Kindness and truth shall meet;
justice and peace shall kiss.
Truth shall spring out of the earth,
and justice shall look down from heaven.
R. The Lord speaks of peace to his people.
The LORD himself will give his benefits;
our land shall yield its increase.
Justice shall walk before him,
and salvation, along the way of his steps.
R. The Lord speaks of peace to his people.

Gospel                  MT 19:23-30

Jesus said to his disciples:
“Amen, I say to you, it will be hard for one who is rich
to enter the Kingdom of heaven.
Again I say to you,
it is easier for a camel to pass through the eye of a needle
than for one who is rich to enter the Kingdom of God.”
When the disciples heard this, they were greatly astonished and said,
“Who then can be saved?”
Jesus looked at them and said,
“For men this is impossible,
but for God all things are possible.”
Then Peter said to him in reply,
“We have given up everything and followed you.

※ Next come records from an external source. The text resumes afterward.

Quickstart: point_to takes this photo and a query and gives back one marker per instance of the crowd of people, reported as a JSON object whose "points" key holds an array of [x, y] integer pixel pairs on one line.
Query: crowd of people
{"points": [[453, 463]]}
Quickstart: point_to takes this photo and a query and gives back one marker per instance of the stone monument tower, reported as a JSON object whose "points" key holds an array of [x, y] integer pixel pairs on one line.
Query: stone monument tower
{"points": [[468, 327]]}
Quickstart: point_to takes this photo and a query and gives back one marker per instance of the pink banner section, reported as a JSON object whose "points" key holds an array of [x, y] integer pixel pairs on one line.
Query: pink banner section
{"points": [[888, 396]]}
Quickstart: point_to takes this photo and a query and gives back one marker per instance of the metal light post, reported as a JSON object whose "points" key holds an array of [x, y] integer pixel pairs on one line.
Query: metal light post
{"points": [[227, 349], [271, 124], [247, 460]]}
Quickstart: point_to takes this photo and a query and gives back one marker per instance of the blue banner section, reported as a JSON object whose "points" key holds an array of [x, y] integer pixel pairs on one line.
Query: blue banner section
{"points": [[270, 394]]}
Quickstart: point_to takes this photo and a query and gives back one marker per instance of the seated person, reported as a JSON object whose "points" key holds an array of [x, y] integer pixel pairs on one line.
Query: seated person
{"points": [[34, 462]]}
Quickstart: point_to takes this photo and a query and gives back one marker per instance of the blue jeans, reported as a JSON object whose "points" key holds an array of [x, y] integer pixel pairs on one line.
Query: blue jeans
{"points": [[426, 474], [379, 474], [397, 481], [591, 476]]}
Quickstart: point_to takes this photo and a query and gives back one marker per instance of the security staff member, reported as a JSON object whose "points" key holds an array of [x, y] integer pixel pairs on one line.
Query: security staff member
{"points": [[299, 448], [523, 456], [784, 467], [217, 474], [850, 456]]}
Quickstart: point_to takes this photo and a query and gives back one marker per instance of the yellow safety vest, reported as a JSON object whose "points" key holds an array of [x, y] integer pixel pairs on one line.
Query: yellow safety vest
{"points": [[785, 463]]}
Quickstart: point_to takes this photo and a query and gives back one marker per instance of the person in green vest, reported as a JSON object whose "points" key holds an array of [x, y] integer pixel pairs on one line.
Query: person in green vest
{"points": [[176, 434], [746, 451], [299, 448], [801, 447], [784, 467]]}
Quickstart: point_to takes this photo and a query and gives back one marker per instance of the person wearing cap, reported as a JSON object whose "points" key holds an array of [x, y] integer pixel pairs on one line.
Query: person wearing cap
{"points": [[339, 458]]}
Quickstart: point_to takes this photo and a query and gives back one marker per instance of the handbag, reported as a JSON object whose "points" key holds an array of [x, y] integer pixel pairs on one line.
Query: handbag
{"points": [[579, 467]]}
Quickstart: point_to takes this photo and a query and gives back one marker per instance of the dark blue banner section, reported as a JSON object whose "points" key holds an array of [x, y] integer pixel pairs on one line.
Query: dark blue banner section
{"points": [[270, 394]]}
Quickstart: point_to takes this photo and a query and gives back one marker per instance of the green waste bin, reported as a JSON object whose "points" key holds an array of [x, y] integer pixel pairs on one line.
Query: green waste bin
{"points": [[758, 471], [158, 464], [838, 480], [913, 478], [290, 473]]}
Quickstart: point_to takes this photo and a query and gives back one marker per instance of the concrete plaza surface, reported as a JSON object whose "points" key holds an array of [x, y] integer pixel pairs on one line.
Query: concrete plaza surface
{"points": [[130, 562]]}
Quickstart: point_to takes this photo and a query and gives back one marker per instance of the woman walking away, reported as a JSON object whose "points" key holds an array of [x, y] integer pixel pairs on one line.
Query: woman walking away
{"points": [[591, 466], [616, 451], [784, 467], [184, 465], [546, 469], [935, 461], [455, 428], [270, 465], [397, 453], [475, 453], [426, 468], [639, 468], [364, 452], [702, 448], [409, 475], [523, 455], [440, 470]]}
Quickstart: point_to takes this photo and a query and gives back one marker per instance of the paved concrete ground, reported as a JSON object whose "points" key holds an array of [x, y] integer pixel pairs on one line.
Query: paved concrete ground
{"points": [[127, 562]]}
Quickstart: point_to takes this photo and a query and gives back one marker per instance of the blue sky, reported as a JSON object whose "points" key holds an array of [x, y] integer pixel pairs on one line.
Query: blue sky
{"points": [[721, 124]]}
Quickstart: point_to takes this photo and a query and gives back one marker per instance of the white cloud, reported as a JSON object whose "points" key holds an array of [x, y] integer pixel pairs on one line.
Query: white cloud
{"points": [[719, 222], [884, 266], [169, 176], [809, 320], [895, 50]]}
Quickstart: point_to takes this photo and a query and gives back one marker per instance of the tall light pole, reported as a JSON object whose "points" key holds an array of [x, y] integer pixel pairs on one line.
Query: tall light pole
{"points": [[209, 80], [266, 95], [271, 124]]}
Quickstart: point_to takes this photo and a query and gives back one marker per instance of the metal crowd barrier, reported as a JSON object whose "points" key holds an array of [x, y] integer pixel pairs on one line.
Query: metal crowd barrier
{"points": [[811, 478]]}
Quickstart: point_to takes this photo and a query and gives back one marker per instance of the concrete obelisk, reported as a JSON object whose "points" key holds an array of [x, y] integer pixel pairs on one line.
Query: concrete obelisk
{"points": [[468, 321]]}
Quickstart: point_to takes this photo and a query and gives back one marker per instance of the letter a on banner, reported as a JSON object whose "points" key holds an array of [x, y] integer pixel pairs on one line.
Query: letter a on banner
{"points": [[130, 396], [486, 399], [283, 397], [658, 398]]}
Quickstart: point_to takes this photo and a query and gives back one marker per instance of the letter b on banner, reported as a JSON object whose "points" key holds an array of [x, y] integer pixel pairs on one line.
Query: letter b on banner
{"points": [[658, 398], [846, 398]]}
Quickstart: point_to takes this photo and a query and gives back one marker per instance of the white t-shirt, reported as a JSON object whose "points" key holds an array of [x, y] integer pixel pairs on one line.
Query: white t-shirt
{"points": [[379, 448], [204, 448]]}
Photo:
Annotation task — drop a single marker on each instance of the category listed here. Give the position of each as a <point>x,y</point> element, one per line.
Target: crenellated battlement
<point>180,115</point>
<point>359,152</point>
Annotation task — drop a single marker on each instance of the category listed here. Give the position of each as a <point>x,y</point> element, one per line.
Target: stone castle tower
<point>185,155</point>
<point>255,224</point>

What will there be for us?”
Jesus said to them, “Amen, I say to you
that you who have followed me, in the new age,
when the Son of Man is seated on his throne of glory,
will yourselves sit on twelve thrones,
judging the twelve tribes of Israel.
And everyone who has given up houses or brothers or sisters
or father or mother or children or lands
for the sake of my name will receive a hundred times more,
and will inherit eternal life.
But many who are first will be last, and the last will be first.”